JERUSALÉM

A cidade de Salomão, Cristo e Maomé

Alguém escreveu um dia que uma das visões mais perturbadoras em Jerusalém é a proximidade física dos lugares santos judeus e islâmicos nesta cidade que existe há pelo menos quatro mil anos.

Os muçulmanos crêem que o profeta Maomé ascendeu ao céu no seu cavalo alado do cimo da Haram, a dourada cúpula do do Rochedo - exactamente no mesmo lugar onde Salomão, rei de Israel, construiu o primeiro templo, do qual resta o Muro Ocidental ou das Lamentações.

Os cristãos, que em 1099 lançaram as cruzadas pela conquista da Palestina, naturalmente que veneram também Jerusalém. O seu principal ponto de peregrinação - e símbolo de divisão - é a Igreja do Santo Sepulcro. Aqui, o espaço é repartido por católicos a quem foi reservado um pequeno altar no lugar onde Jesus foi crucificado; por ortodoxos, que gerem as zonas do calvário e da ressureição; por arménios, os zeladores do rés-do-chão, também com memórias da agonia de Cristo. O mais extraordinário é que, no telhado da igreja, em quartos que parecem celas, continuam a orar monges etíopes, desde que foram banidos do santuário no século XIX.

Em 1967, após conquistarem o sector oriental árabe à Jordânia, os israelitas proclamaram Jerusalém como "capital eterna, una e indivisível" do Estado judaico. Uma proclamação que nunca foi reconhecida pela comunidade internacional, sobretudo pelos muçulmanos e pelos cristãos. Os palestinianos também a reclamam como capital, e o Papa quer para ela o estatuto de universal.

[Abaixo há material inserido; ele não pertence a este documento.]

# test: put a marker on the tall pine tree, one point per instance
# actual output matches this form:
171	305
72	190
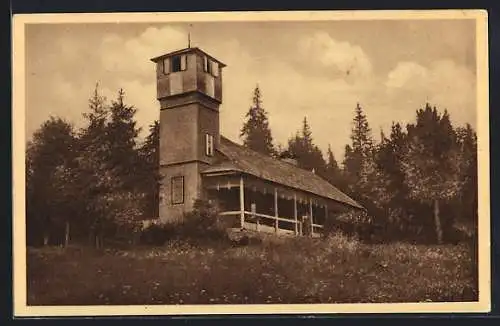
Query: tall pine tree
256	133
307	154
360	151
431	163
150	176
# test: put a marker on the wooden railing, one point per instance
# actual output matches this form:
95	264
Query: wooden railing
252	220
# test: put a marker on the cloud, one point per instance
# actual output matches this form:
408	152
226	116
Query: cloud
335	58
444	83
310	74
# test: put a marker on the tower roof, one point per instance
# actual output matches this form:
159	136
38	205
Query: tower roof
187	50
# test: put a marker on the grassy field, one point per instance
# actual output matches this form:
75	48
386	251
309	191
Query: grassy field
335	270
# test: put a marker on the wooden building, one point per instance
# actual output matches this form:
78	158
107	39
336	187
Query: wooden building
252	191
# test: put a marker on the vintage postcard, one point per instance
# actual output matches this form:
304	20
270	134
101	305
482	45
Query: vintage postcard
251	163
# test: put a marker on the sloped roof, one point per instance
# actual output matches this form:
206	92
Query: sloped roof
245	160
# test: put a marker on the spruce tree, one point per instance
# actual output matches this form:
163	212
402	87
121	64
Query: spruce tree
431	163
360	151
256	133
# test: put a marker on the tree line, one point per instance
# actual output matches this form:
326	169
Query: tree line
418	183
92	184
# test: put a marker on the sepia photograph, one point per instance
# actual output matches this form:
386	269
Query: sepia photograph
272	162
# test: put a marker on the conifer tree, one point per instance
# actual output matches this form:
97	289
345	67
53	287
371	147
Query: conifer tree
307	154
431	162
360	151
51	149
150	163
256	133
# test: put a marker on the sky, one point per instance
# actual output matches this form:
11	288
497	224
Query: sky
318	70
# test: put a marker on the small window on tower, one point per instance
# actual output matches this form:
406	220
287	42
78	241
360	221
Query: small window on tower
207	65
179	63
177	190
209	145
215	69
166	66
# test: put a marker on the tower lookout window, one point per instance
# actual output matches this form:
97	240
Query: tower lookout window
179	63
209	145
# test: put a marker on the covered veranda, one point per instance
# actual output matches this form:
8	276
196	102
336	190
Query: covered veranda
252	203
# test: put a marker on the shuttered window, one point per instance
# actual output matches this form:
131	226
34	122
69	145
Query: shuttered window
166	66
209	145
177	190
179	63
215	69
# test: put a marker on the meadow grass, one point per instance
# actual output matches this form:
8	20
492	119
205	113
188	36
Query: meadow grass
332	270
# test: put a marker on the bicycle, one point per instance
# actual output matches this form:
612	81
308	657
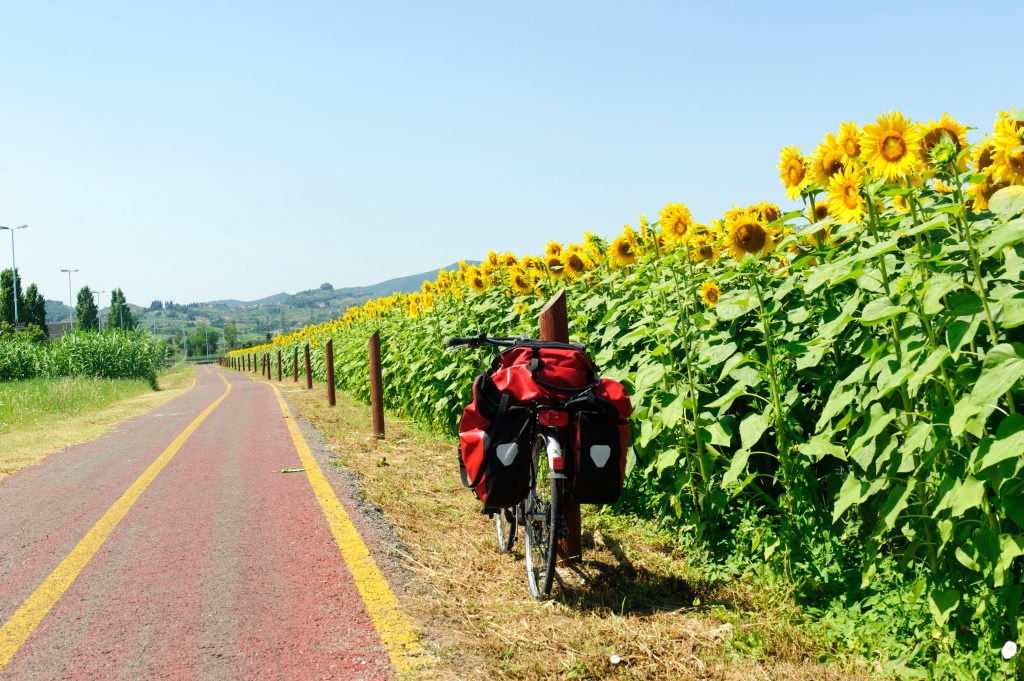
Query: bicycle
540	512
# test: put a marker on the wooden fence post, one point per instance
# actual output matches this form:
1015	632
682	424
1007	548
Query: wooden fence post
376	385
329	349
555	327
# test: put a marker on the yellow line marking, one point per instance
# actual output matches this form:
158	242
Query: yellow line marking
17	630
395	631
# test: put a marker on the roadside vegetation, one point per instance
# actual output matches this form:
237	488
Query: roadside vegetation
826	399
41	416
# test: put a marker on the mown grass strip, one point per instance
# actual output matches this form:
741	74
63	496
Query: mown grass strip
17	630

"Indivisível" só no papel, porque Jerusalém continua a ser uma cidade dividida. Apanhe um táxi no Hotel Hyatt, junto à antiga"linha verde", e o motorista judeu negar-se-á a transportá-lo até ao bairro árabe mais próximo do sector oriental.

Depois da Intifada, a revolta palestiniana, uma nova barreira se ergueu. Só os guardas fronteiriços israelitas, temidos pela sua brutalidade, se arriscam a penetrar nos intricados becos da Cidade Velha, com as suas muralhas do século XVI, construídas pelo sultão otomano Suleiman. Um condutor árabe evitará também entrar nas zonas maioritariamente judaicas.

Em Jerusalém, com as suas quase uniformes casas de pedra e os seus incontáveis painéis de energia solar, só os turistas parecem não ter medo. No Muro das Lamentações, gentios curiosos de obrigatório "kippa" na cabeça, enviam recados a Deus colocando bilhetinhos nas frestas do muro, enquanto judeus de trancinhas e chapéu preto entoam, balançando o corpo, preces da Torah.

A entrada do Pátio das Mesquitas, onde ficam a Cúpula do Rochedo a a Al-Aqsa - terceiro santuário do Islão (depois de Mecae Medina)-, os visitantes são rigorosamente vigiados por soldados armados até aos dentes. Ás vezes sobretudo à sexta-feira, tradicional dia de oração muçulmana, o lugar é fechado, para não exarcebar tensões políticas e religiosas. Hà judeus extremistas que teimam em reconstruir neste local o Segundo Templo, e as mesquitas são muitas vezes púlpito de apelos revolucionários.

Na pacata Igreja do Santo Sepulcro, freiras de hábito ou saia-casaco oferecem doces e padres de longas barbas voluntarizam-se como guias e dão um "santinho" em troca de um donativo.